To find the cost of 2 chairs, 1 table, and 2 fans, we can use the given information to set up a system of equations and solve for the unknown values.

Let's assume the cost of a chair is x, the cost of a table is y, and the cost of a fan is z.

1) Cost of 7 chairs, 2 tables, and 5 fans is Rs. 9350:
7x + 2y + 5z = 9350

2) Cost of 3 chairs and a fan is Rs. 1950:
3x + z = 1950

Now we have a system of two equations with three unknowns. To solve this system, we need to eliminate one variable.

Multiplying equation 2 by 5, we get:
15x + 5z = 9750

Now we can subtract equation 1 from equation 3 to eliminate z:
(15x + 5z) - (7x + 2y + 5z) = 9750 - 9350
8x - 2y = 400

Now we have two equations with two unknowns:
7x + 2y + 5z = 9350
8x - 2y = 400

Solving these equations, we can find the values of x and y.

Multiplying equation 2 by 4, we get:
32x - 8y = 1600

Adding equation 4 to equation 1, we eliminate y:
(7x + 2y + 5z) + (32x - 8y) = 9350 + 1600
39x + 5z = 10950

We can solve this equation together with equation 3 to find the values of x and z.

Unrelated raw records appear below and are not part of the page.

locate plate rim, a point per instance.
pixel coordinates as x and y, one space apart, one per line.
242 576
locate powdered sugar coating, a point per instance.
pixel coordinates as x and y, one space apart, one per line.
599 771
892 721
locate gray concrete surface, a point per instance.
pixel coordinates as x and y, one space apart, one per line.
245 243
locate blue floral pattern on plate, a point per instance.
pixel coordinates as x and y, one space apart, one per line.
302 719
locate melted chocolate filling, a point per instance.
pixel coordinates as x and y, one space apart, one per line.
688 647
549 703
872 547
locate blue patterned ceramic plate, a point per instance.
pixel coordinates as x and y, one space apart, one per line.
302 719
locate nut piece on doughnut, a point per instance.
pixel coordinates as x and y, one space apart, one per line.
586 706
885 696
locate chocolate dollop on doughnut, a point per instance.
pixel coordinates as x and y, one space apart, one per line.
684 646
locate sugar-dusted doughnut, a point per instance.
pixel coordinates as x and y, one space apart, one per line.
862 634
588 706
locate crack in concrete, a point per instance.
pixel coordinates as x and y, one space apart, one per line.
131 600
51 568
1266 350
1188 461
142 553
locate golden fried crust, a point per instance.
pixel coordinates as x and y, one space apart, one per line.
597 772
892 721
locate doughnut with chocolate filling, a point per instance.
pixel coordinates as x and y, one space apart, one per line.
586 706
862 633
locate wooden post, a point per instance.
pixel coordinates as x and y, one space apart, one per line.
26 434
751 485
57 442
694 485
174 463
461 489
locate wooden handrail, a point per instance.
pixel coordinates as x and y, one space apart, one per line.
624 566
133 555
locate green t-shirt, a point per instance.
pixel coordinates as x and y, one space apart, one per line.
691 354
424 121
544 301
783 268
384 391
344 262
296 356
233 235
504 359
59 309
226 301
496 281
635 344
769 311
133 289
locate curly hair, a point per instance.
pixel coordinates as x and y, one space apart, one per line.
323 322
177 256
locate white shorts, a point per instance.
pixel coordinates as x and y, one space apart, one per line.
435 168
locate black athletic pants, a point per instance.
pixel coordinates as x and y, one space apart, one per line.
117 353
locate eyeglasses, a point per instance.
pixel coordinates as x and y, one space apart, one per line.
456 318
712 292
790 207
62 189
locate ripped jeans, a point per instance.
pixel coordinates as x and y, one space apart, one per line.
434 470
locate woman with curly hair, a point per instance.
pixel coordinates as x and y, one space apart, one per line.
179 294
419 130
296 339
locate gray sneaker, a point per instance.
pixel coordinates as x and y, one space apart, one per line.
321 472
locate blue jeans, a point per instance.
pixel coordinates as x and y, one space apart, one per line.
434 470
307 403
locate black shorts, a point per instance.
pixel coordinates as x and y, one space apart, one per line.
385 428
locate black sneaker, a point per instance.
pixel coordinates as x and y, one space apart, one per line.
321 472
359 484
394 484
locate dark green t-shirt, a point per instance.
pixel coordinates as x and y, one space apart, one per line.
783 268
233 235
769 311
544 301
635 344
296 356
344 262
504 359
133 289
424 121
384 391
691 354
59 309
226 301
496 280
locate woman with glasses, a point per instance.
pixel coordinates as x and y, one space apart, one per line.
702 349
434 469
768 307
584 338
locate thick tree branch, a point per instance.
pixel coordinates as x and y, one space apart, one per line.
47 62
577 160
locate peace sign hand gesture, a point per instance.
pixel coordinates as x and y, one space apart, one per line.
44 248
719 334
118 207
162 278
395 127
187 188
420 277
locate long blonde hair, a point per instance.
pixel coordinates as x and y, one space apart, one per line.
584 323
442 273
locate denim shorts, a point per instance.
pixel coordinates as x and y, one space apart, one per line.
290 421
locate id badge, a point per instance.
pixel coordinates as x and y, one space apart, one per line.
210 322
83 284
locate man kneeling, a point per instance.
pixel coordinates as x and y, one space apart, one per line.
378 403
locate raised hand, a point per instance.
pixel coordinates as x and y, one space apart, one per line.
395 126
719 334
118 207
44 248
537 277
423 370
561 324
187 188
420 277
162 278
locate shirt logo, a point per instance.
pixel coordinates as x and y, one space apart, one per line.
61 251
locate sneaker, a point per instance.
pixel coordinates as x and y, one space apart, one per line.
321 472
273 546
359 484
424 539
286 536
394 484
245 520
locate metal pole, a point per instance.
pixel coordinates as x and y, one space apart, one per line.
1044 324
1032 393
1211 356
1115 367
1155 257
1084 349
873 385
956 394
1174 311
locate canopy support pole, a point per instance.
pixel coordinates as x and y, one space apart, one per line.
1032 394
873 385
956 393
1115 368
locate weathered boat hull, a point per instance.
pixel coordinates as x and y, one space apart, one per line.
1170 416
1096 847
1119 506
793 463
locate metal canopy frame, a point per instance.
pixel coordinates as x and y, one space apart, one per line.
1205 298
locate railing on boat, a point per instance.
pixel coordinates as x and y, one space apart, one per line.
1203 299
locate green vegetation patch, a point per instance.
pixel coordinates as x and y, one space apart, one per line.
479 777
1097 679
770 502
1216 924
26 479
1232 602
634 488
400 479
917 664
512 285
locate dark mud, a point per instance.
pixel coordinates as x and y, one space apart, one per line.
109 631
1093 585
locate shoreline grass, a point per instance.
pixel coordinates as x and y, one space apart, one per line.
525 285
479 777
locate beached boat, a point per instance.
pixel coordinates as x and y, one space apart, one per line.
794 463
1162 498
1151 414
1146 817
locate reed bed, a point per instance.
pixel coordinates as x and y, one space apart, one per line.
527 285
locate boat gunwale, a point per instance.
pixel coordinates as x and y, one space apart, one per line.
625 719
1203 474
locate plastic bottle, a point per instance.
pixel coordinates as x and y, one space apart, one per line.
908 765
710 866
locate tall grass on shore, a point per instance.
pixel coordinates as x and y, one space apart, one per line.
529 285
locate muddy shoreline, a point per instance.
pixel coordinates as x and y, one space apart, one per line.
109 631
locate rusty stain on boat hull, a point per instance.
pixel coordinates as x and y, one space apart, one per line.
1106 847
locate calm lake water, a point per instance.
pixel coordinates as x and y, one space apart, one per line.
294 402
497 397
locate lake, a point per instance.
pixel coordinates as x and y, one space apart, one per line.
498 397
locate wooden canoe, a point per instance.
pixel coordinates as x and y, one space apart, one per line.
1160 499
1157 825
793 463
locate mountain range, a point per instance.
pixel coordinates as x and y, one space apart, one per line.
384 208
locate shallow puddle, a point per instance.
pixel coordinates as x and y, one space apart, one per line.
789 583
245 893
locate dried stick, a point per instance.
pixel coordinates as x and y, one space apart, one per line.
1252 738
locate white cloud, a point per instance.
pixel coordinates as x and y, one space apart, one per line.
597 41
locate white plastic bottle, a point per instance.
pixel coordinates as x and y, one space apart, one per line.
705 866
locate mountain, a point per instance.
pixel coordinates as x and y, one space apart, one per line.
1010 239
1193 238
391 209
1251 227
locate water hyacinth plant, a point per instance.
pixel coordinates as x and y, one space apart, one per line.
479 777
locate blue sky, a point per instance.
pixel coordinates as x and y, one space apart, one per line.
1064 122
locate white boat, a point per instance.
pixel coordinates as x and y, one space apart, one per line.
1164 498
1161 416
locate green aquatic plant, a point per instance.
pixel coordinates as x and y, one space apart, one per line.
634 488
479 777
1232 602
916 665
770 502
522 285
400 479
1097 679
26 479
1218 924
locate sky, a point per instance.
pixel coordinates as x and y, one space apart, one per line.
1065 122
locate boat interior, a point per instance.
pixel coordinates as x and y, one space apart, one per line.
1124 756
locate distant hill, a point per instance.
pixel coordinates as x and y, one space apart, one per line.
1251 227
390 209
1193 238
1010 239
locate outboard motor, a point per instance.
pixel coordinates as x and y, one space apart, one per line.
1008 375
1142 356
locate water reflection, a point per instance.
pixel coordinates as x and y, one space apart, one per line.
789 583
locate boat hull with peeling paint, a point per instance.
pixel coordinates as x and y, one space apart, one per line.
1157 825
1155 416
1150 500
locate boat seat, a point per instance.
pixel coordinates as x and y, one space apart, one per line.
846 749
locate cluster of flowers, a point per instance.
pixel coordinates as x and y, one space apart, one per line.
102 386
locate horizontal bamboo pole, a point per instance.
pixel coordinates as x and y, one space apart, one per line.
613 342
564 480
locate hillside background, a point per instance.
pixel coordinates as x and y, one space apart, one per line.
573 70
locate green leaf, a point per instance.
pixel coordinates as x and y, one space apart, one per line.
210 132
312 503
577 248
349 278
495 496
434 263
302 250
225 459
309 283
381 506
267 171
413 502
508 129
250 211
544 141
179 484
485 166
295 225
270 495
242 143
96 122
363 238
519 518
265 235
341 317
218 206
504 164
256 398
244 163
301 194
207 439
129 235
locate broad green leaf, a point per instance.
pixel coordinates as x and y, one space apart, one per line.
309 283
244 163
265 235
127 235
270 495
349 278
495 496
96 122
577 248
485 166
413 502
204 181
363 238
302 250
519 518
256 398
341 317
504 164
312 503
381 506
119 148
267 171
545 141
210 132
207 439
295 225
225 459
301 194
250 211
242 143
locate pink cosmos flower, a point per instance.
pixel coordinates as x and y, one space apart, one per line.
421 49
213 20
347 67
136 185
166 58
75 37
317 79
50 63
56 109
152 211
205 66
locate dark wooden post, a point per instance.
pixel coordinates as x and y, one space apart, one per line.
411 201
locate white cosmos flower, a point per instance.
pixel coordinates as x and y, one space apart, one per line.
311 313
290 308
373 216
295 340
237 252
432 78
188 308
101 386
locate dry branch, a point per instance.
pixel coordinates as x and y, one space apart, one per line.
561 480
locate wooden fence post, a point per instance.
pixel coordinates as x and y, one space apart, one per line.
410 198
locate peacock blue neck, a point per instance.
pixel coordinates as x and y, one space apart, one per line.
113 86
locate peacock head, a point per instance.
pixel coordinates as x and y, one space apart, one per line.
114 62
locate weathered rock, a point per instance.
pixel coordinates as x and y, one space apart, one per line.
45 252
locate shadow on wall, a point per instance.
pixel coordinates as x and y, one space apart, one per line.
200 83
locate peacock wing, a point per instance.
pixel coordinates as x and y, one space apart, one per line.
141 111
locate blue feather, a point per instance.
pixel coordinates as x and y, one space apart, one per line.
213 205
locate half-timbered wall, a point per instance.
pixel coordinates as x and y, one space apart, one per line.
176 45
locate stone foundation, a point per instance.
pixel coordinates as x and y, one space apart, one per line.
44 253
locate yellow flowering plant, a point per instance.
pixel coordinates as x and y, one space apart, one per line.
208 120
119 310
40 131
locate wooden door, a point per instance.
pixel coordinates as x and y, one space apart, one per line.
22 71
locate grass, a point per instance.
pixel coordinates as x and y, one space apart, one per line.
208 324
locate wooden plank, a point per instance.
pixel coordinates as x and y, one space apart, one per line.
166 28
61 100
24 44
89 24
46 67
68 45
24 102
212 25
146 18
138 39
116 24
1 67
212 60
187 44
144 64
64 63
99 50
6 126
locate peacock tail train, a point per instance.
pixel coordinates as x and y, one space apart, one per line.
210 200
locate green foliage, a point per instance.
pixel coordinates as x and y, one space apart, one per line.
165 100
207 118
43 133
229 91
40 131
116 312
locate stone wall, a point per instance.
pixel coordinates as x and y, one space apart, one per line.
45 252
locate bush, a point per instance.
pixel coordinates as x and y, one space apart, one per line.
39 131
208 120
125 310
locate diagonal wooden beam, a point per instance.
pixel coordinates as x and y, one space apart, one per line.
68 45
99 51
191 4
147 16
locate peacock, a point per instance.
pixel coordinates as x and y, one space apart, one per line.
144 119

Multiplying equation 3 by 5, we get:
35x + 5z = 9750

Now we can subtract equation 5 from equation 6 to eliminate z:
(39x + 5z) - (35x + 5z) = 10950 - 9750
4x = 1200
x = 300

Substituting the value of x back into equation 3, we can find the value of z:
3x + z = 1950
3(300) + z = 1950
900 + z = 1950
z = 1050

Now that we have the values of x and z, we can substitute them into equation 1 to find the value of y:
7x + 2y + 5z = 9350
7(300) + 2y + 5(1050) = 9350
2100 + 2y + 5250 = 9350
2y + 7350 = 9350
2y = 2000
y = 1000

Therefore, the cost of 2 chairs, 1 table, and 2 fans is:
2x + y + 2z = 2(300) + 1000 + 2(1050) = 600 + 1000 + 2100 = Rs. 3700

Hence, the correct answer is option 'D', Rs. 3700.